Highest rate of drink drivers in two decades
Victoria’s drink-driving rate has soared and violence again stained Melbourne’s streets this weekend, evidence the Rudd government’s alcopops tax is failing to tackle the problem of binge drinking, Family First Leader, Senator Steve Fielding, said today.
Victoria’s drink-driving rate is at its highest level with one in every 220 drivers stopped by booze buses in the past year over the legal blood-alcohol limit.
“It’s clear after 360 days that the Rudd government’s alcopops tax grab is not working to tackle the problems of binge drinking and alcohol abuse and this government is deceiving Australians by pretending it does,” Senator Fielding said.
“The introduction of this tax measure has done nothing to curb the issue of binge drinking and to stop those drunks who get behind the wheel of a car or who take to our streets to abuse and assault others.
“The government can talk all it likes about how the alcopops tax is an effective measure but the only effect this tax has is on bottle shops where people are spending less to buy larger bottles of spirits and mix their own drinks with much greater quantities of alcohol in each drink.
“If the alcopops tax is working at tackling binge drinking, why did the Labor Brumby government need to hold an urgent summit on alcohol issues last week, almost a year after its Federal counterparts introduced a tax measure they say has curbed Australia’s binge drinking culture?

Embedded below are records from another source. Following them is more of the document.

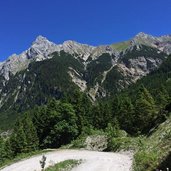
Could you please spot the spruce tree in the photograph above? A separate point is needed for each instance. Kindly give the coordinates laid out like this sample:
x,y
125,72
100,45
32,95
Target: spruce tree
x,y
145,111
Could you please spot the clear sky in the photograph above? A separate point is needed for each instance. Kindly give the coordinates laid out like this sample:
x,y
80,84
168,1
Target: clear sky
x,y
93,22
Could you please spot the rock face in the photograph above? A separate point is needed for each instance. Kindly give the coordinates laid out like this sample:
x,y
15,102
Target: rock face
x,y
102,70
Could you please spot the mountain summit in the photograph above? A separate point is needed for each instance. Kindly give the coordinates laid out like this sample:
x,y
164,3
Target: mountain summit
x,y
47,70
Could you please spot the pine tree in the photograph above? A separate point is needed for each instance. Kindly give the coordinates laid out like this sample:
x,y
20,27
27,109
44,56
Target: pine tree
x,y
31,134
145,110
126,113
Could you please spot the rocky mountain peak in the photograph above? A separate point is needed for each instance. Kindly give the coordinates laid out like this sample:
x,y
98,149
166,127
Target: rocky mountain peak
x,y
40,39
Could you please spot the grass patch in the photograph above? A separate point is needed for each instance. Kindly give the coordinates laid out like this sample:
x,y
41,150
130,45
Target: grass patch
x,y
64,165
21,157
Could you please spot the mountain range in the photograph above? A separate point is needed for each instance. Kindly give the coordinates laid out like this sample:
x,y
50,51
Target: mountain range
x,y
48,70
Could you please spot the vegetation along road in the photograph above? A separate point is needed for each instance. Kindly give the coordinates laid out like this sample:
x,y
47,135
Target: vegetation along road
x,y
91,161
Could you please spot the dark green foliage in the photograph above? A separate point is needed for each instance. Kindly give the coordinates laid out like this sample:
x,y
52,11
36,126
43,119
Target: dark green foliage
x,y
24,137
96,68
56,124
145,111
111,83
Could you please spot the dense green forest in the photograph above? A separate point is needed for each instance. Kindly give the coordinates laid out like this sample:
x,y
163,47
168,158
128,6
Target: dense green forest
x,y
136,110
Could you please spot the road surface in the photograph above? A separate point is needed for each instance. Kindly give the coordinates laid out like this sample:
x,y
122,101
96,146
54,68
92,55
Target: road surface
x,y
92,161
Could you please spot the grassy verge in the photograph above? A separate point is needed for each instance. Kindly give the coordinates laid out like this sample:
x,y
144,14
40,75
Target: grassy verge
x,y
64,166
22,156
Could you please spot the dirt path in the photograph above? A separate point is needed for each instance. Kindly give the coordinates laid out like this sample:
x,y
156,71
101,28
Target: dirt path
x,y
92,161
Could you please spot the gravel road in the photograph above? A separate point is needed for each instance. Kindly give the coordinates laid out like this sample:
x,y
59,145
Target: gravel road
x,y
92,161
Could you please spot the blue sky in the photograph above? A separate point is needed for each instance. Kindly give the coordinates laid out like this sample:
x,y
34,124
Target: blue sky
x,y
93,22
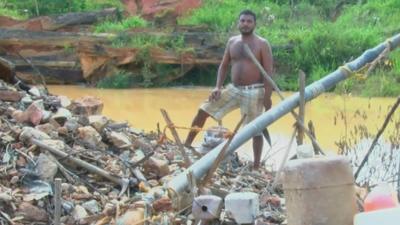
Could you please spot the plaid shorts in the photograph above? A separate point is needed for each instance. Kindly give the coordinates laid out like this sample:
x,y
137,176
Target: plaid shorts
x,y
250,100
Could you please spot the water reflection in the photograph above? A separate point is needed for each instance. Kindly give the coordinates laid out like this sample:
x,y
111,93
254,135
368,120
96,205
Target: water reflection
x,y
329,112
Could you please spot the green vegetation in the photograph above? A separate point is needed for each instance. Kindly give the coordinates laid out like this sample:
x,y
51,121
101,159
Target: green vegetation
x,y
314,36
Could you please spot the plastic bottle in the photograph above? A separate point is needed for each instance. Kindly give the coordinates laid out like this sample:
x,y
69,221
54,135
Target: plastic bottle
x,y
381,197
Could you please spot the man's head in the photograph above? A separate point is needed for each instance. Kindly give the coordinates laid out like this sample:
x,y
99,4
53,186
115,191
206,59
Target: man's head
x,y
247,22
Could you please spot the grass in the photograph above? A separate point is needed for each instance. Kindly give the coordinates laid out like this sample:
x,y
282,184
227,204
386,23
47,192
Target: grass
x,y
319,44
15,14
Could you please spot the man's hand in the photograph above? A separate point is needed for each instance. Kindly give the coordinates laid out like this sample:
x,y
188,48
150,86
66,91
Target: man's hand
x,y
267,103
215,94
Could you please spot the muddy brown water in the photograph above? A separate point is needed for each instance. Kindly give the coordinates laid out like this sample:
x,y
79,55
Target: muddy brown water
x,y
141,108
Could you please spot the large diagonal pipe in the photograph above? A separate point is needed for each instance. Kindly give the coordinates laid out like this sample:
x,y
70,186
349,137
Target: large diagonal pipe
x,y
180,183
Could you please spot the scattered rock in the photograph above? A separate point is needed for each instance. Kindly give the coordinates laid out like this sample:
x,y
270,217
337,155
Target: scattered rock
x,y
89,135
98,122
32,213
79,213
87,106
46,168
10,96
92,206
119,140
132,217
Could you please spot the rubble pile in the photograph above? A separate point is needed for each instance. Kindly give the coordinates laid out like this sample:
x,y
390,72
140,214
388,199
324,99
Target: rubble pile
x,y
110,173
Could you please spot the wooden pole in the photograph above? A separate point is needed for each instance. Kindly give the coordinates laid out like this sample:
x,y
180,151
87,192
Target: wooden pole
x,y
221,154
375,141
276,88
57,201
176,137
302,104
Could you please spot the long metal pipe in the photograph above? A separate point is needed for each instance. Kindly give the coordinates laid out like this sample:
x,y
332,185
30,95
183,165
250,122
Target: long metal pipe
x,y
180,183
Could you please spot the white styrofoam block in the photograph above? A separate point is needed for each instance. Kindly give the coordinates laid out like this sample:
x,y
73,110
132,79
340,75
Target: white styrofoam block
x,y
206,207
243,207
390,216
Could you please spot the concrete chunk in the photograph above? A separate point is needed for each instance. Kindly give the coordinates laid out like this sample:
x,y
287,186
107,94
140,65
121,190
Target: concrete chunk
x,y
243,207
207,207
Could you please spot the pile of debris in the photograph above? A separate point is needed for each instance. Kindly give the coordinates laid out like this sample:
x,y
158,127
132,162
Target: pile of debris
x,y
54,150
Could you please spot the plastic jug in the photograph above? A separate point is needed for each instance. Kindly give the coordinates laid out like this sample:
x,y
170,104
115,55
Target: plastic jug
x,y
389,216
381,197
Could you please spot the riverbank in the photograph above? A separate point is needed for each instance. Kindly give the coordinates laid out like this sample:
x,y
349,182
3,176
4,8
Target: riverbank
x,y
141,108
62,160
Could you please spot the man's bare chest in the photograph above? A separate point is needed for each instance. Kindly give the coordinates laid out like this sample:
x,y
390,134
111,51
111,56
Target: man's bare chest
x,y
237,51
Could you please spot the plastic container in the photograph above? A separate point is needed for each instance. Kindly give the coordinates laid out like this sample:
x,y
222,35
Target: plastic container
x,y
389,216
319,191
381,197
207,207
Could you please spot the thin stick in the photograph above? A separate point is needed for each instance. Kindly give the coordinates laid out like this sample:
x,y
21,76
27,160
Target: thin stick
x,y
278,173
176,137
80,162
276,88
57,201
302,103
312,131
221,154
375,141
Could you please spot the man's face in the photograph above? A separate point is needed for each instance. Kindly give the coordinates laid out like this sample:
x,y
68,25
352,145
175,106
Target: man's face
x,y
246,24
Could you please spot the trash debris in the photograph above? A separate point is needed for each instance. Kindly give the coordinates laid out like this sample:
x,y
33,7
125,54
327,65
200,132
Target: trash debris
x,y
110,173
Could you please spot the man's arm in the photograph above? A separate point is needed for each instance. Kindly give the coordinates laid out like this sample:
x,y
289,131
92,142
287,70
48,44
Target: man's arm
x,y
222,71
267,63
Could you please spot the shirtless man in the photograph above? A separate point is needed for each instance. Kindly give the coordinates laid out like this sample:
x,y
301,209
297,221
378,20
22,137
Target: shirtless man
x,y
249,90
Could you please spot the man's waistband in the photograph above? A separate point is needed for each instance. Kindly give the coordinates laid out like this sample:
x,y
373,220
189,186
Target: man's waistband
x,y
249,87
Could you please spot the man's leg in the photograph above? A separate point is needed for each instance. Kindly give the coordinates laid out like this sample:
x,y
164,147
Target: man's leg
x,y
198,121
257,149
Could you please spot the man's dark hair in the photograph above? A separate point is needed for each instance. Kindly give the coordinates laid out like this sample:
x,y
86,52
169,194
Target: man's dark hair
x,y
248,12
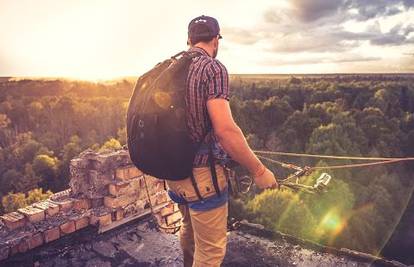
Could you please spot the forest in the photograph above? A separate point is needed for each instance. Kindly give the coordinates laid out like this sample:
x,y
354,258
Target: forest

Something doesn’t add up here.
“We need to break the booze toll and get drunks off our streets and our roads. The Rudd government must not waste this opportunity to tackle Australia’s grog culture and stop the toll of violence and abuse alcohol is causing on our communities.
“A tax measure will not change our culture of binge drinking. This government must do more by refusing to allow alcohol to get its hooks into vulnerable young people. It must break the link between alcohol and sport by cutting booze ads during sports events on television, it must put warning labels on alcohol products and it must remove the power to regulate the industry from the industry.”